The University's Free Burma Coalition urged Student Council on Tuesday night to pass a resolution that would call upon the Board of Visitors to require the University "to disclose any ties with corporations that conduct business in Burma."

Burma is a developing nation in Southeast Asia under the rule of a military regime now called the State Peace and Development Council. Since 1962, the military regime in control in Burma, has inflicted forced labor, torture and rape on the Burmese people.

In the last democratic elections held in 1990, the regime denied political power to Daw Aung San Suu Kyi, the National League for Democracy candidate, even after she received 82 percent of the popular vote.

According to the resolution, the University owns $2.5 million in investments in companies that conduct business with Burma. Of those investments, $2.1 million are with UNOCAL, an oil corporation that has benefited monetarily from the slave labor in Burma.

California-based UNOCAL is one of few American companies still conducting business with the military regime.

The resolution before Council requests that the Board vote in favor of a shareholder resolution that would require UNOCAL to report on all payments made to the military regime or address the human rights conditions in Burma.
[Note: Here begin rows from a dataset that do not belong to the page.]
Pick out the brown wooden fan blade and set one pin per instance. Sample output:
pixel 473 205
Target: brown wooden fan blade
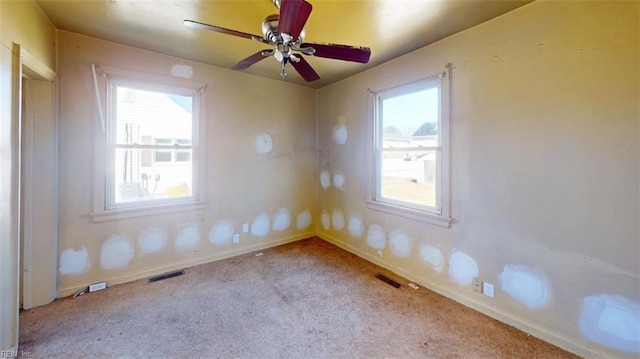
pixel 244 64
pixel 293 16
pixel 222 30
pixel 305 70
pixel 341 52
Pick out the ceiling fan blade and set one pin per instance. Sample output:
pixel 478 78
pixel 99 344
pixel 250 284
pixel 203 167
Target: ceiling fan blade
pixel 293 16
pixel 222 30
pixel 341 52
pixel 258 56
pixel 305 70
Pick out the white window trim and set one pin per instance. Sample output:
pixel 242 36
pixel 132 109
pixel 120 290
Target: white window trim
pixel 102 160
pixel 442 216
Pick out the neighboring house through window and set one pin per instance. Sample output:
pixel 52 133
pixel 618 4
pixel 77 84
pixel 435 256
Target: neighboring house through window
pixel 411 150
pixel 152 156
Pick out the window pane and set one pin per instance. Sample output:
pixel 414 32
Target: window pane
pixel 159 119
pixel 183 155
pixel 134 182
pixel 154 114
pixel 411 120
pixel 163 155
pixel 409 176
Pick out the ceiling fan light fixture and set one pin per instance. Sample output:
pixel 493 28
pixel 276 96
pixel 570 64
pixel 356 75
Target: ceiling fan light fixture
pixel 278 55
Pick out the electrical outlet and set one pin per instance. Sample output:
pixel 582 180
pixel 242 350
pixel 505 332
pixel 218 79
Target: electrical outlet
pixel 477 285
pixel 488 290
pixel 97 286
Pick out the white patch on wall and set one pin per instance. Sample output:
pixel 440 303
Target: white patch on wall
pixel 432 256
pixel 184 71
pixel 188 237
pixel 116 252
pixel 462 268
pixel 337 219
pixel 261 225
pixel 400 243
pixel 221 232
pixel 325 219
pixel 612 321
pixel 355 226
pixel 264 143
pixel 304 219
pixel 74 262
pixel 152 239
pixel 325 179
pixel 340 134
pixel 281 220
pixel 525 285
pixel 338 180
pixel 376 237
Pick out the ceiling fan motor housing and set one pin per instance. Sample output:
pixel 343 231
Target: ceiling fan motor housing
pixel 270 30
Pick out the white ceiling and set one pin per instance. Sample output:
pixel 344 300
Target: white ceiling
pixel 390 28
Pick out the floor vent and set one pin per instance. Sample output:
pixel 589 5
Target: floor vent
pixel 388 280
pixel 166 275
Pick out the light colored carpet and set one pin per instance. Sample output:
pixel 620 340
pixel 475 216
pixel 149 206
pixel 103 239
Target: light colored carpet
pixel 308 299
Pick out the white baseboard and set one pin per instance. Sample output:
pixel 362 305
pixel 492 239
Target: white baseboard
pixel 504 317
pixel 131 276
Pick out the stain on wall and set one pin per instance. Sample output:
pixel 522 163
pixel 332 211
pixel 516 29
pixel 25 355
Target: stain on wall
pixel 325 219
pixel 116 252
pixel 355 226
pixel 526 285
pixel 340 134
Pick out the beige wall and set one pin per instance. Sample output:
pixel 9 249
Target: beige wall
pixel 23 23
pixel 241 183
pixel 545 141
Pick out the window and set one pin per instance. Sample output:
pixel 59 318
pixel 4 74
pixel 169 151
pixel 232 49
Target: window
pixel 152 155
pixel 411 150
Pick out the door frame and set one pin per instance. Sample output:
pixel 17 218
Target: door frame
pixel 24 63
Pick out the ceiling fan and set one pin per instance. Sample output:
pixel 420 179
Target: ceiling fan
pixel 285 31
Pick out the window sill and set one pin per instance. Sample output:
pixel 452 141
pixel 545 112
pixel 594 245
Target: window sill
pixel 125 213
pixel 410 213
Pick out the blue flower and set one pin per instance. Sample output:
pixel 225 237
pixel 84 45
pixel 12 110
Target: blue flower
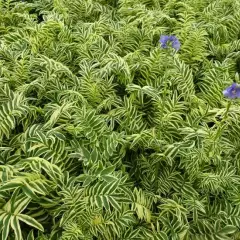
pixel 233 91
pixel 164 39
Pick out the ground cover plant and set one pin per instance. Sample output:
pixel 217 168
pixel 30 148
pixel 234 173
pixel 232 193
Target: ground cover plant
pixel 108 133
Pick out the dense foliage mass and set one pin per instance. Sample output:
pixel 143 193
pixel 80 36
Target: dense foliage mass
pixel 106 135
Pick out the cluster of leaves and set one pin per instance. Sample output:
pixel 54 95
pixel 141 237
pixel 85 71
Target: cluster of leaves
pixel 104 135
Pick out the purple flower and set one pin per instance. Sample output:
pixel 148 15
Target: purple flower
pixel 164 39
pixel 233 91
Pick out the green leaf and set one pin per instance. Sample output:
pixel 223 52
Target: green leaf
pixel 30 235
pixel 6 227
pixel 229 229
pixel 30 221
pixel 16 227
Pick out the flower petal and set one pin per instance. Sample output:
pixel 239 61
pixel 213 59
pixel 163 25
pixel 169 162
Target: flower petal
pixel 176 44
pixel 232 92
pixel 164 39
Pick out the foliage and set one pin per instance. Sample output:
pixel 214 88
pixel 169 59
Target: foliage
pixel 104 134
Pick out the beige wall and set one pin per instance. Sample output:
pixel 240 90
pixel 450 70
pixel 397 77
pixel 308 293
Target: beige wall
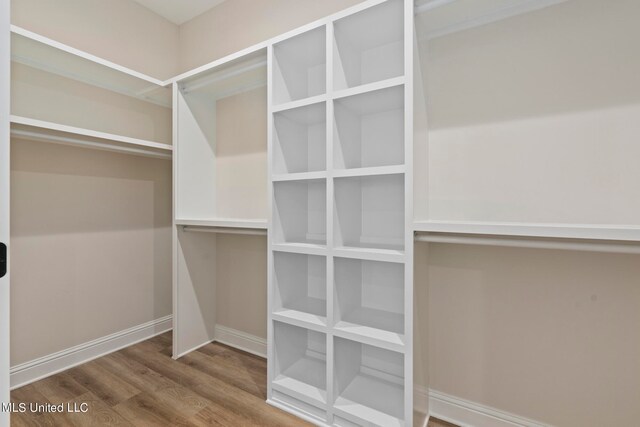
pixel 549 335
pixel 91 245
pixel 237 24
pixel 44 96
pixel 120 31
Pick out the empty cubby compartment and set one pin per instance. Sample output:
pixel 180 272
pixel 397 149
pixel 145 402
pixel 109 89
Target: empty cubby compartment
pixel 368 46
pixel 299 67
pixel 369 129
pixel 369 212
pixel 299 143
pixel 368 384
pixel 299 212
pixel 369 293
pixel 300 362
pixel 300 283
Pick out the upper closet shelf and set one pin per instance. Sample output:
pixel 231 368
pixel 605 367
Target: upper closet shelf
pixel 40 52
pixel 559 231
pixel 258 224
pixel 39 130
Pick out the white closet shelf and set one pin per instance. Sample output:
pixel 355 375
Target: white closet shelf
pixel 301 390
pixel 34 50
pixel 379 391
pixel 301 319
pixel 371 254
pixel 370 336
pixel 39 130
pixel 299 176
pixel 369 87
pixel 259 224
pixel 372 171
pixel 299 103
pixel 561 231
pixel 300 248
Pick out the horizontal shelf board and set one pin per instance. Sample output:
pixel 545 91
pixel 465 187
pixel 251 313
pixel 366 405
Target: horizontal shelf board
pixel 369 87
pixel 300 248
pixel 300 318
pixel 388 255
pixel 260 224
pixel 40 52
pixel 372 171
pixel 379 393
pixel 299 103
pixel 366 335
pixel 563 231
pixel 299 390
pixel 39 130
pixel 299 176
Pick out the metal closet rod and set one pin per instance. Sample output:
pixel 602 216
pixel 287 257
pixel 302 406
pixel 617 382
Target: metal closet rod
pixel 534 243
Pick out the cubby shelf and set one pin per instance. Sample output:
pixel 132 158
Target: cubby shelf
pixel 368 384
pixel 40 52
pixel 299 67
pixel 260 224
pixel 301 363
pixel 40 130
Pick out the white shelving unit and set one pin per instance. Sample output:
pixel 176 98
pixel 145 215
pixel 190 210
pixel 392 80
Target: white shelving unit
pixel 340 231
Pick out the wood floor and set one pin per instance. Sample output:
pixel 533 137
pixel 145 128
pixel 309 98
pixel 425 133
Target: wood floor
pixel 143 386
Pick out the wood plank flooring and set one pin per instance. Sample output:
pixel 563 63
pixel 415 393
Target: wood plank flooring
pixel 143 386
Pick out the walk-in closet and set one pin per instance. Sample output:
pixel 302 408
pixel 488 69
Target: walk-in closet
pixel 337 213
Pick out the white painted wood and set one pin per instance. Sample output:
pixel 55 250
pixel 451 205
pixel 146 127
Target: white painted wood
pixel 51 364
pixel 258 224
pixel 39 130
pixel 339 231
pixel 299 67
pixel 465 413
pixel 564 231
pixel 241 340
pixel 5 171
pixel 40 52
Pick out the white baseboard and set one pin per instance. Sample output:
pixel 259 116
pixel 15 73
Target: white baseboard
pixel 34 370
pixel 241 340
pixel 465 413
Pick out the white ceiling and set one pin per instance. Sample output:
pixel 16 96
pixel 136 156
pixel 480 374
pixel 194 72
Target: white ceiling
pixel 179 11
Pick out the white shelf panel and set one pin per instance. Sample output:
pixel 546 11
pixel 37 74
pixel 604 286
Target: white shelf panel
pixel 300 176
pixel 370 336
pixel 39 130
pixel 383 395
pixel 379 170
pixel 260 224
pixel 299 103
pixel 369 87
pixel 386 255
pixel 300 248
pixel 560 231
pixel 300 390
pixel 301 319
pixel 40 52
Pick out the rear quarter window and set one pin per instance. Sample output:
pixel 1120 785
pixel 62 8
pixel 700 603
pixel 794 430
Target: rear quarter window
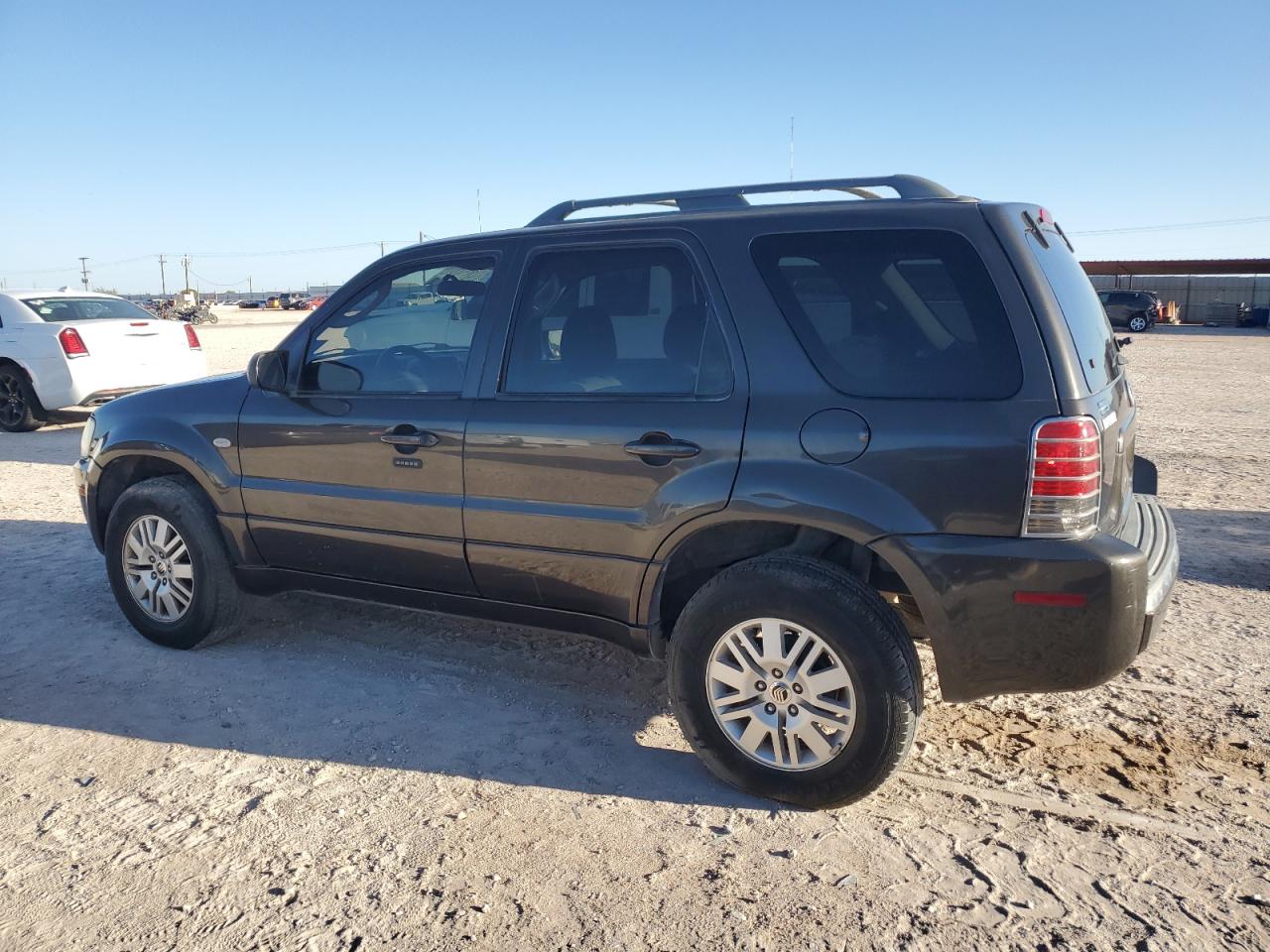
pixel 1082 309
pixel 903 313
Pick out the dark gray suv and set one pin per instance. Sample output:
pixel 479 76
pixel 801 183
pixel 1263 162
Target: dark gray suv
pixel 772 443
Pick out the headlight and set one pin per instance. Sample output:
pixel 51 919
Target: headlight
pixel 86 436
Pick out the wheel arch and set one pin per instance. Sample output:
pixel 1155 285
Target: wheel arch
pixel 703 548
pixel 126 470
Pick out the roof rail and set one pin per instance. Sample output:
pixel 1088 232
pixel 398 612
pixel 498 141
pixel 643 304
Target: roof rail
pixel 708 199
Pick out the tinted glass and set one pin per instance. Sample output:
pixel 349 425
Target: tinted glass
pixel 894 313
pixel 85 308
pixel 629 320
pixel 407 333
pixel 1086 320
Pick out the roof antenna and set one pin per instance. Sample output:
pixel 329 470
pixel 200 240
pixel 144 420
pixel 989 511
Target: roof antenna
pixel 792 149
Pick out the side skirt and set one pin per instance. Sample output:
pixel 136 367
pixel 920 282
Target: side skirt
pixel 262 580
Third-year College students Andy Price and Michael Freedman-Schnapp began the initiative almost three years ago to convince the University to dissociate from companies deal with the military regime. They worked with Jeremy Woodrum, director of the Free Burma Coalition in Washington, D.C., to organize their efforts.

Now 25 universities in the nation have taken the necessary measures to divest from Burma.

The resolution before Council resembles that passed at American University, Price said.

"A lot of great ideas start at college campuses," Price said. "That's how democracy began in Burma when students demanded basic rights."

At this point, Price and Freedman-Schnapp have the support of 33 University organizations and 15 faculty members.

"This is not unprecedented," Council Legislative Affairs Committee Chairman Nick Jabbour said.

In 1985, the University divested from South Africa during the apartheid due to student protest, Jabbour said.

"Several representatives on Council have expressed a desire to move on this," Council president Joe Bilby said.

Council plans to do some fact-finding of its own in the next couple of weeks, Bilby said.